To illustrate how the Responsibility attribute is set, suppose that a native Microsoft Exchange Server user sends a message to three recipients:
R1 is a local recipient on the same server as the sender.
R2 is a Microsoft Exchange Server recipient on another site in the same organization, connected over X.400.
R3 is a recipient on a foreign system.
The following diagram illustrates this scenario.
Sending messages to several users
The message is delivered as follows:
The message is originally submitted by the sender to the Microsoft Exchange Server information store. The information store can deliver directly to a local recipient, so it delivers a copy of the message to R1. It sends another copy to the MTA. On this copy R1 is Responsibility-FALSE, and R2 and R3 are Responsibility-TRUE.

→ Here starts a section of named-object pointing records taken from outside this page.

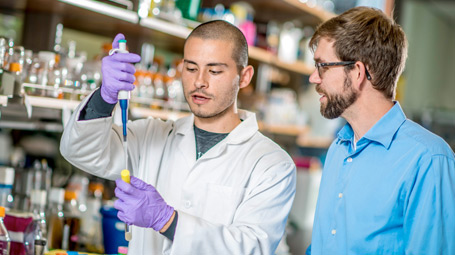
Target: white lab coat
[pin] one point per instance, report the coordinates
(235, 199)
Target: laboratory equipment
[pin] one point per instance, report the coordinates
(5, 241)
(56, 218)
(125, 174)
(6, 186)
(123, 97)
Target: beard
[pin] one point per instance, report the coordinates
(338, 103)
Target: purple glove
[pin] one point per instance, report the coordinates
(118, 72)
(141, 205)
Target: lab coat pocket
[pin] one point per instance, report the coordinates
(221, 203)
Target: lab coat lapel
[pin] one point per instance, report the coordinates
(185, 139)
(240, 134)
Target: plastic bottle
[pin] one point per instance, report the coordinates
(91, 219)
(6, 186)
(72, 221)
(56, 218)
(5, 241)
(38, 228)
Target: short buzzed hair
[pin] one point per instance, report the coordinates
(225, 31)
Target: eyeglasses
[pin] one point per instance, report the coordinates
(342, 63)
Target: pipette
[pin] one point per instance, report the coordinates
(125, 174)
(123, 95)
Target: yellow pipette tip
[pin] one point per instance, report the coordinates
(125, 174)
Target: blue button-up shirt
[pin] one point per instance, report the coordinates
(392, 194)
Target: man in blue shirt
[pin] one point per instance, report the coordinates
(388, 184)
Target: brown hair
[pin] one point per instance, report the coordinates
(222, 30)
(366, 34)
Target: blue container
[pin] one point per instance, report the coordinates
(113, 230)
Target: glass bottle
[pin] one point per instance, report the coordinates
(5, 241)
(38, 201)
(91, 221)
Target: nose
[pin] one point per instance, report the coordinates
(314, 77)
(201, 80)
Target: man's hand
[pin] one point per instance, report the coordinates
(118, 72)
(141, 205)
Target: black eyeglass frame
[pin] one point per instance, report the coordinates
(342, 63)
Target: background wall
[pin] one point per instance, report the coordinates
(430, 69)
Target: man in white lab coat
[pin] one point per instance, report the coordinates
(209, 183)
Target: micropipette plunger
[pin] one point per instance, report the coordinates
(123, 97)
(125, 174)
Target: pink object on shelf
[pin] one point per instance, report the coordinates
(122, 250)
(248, 29)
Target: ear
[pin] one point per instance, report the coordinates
(360, 73)
(245, 76)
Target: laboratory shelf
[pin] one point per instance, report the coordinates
(105, 9)
(313, 10)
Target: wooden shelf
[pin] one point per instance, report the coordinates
(52, 103)
(291, 130)
(315, 11)
(165, 33)
(267, 57)
(105, 9)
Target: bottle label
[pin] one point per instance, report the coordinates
(4, 248)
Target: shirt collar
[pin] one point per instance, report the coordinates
(383, 131)
(246, 129)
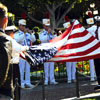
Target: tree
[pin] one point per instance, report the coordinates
(36, 9)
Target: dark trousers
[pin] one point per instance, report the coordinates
(97, 69)
(6, 89)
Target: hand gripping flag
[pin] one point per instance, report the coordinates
(75, 44)
(39, 54)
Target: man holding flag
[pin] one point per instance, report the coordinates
(44, 37)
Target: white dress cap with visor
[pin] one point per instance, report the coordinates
(11, 28)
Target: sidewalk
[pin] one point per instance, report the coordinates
(62, 91)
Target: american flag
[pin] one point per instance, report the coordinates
(75, 44)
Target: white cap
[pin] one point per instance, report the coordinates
(46, 22)
(90, 21)
(11, 28)
(66, 25)
(97, 18)
(22, 22)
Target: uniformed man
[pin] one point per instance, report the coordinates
(24, 38)
(6, 44)
(90, 23)
(44, 37)
(70, 66)
(95, 30)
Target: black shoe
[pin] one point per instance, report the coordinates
(97, 88)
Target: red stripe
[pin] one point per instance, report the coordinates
(60, 37)
(81, 53)
(77, 26)
(77, 35)
(77, 45)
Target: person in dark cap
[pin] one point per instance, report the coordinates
(95, 30)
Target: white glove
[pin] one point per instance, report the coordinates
(25, 48)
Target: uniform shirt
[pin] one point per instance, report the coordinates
(93, 29)
(45, 37)
(16, 49)
(24, 39)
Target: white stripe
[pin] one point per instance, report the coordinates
(79, 39)
(78, 30)
(72, 57)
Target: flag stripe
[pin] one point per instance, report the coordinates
(77, 44)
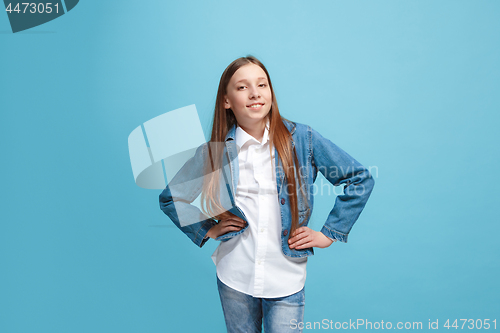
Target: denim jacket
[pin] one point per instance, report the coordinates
(314, 152)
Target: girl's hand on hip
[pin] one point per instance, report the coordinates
(305, 237)
(226, 225)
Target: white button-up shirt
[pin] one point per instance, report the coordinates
(253, 262)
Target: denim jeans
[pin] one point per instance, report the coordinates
(245, 314)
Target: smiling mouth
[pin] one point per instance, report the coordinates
(255, 106)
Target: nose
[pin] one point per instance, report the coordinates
(254, 92)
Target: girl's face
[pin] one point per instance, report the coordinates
(249, 96)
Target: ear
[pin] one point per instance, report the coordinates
(227, 104)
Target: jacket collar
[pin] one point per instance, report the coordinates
(232, 131)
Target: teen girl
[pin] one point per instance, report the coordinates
(256, 180)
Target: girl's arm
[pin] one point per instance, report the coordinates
(339, 168)
(181, 191)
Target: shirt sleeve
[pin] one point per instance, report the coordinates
(339, 168)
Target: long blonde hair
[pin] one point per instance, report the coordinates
(279, 137)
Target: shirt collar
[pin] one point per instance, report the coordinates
(243, 137)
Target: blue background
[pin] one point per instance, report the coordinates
(408, 87)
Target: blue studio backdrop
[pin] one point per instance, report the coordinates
(409, 88)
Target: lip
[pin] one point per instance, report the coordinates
(250, 106)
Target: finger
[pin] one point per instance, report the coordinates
(305, 245)
(300, 230)
(235, 221)
(298, 236)
(302, 240)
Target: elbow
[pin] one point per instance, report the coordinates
(165, 199)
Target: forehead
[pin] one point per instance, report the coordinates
(248, 72)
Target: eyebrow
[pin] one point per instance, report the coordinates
(246, 79)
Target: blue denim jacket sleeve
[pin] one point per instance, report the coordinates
(339, 168)
(180, 192)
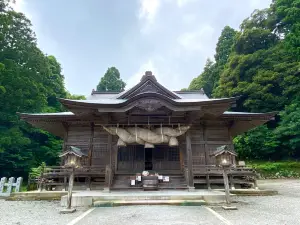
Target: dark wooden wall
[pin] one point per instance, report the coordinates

The MTA does not attempt to deliver to the local recipient because R1 is Responsibility-FALSE. The MTA looks in its routing tables and determines that it can deliver the message to R2 by sending the message to another MTA connected via X.400. For this message, R1 and R3 are Responsibility-FALSE and R2 is Responsibility-TRUE.
The gateway connected to the server also appears in the MTA’s routing table. The MTA routes another copy of the message to the gateway, with R1 and R2 set to Responsibility-FALSE, and R3 set to Responsibility-TRUE.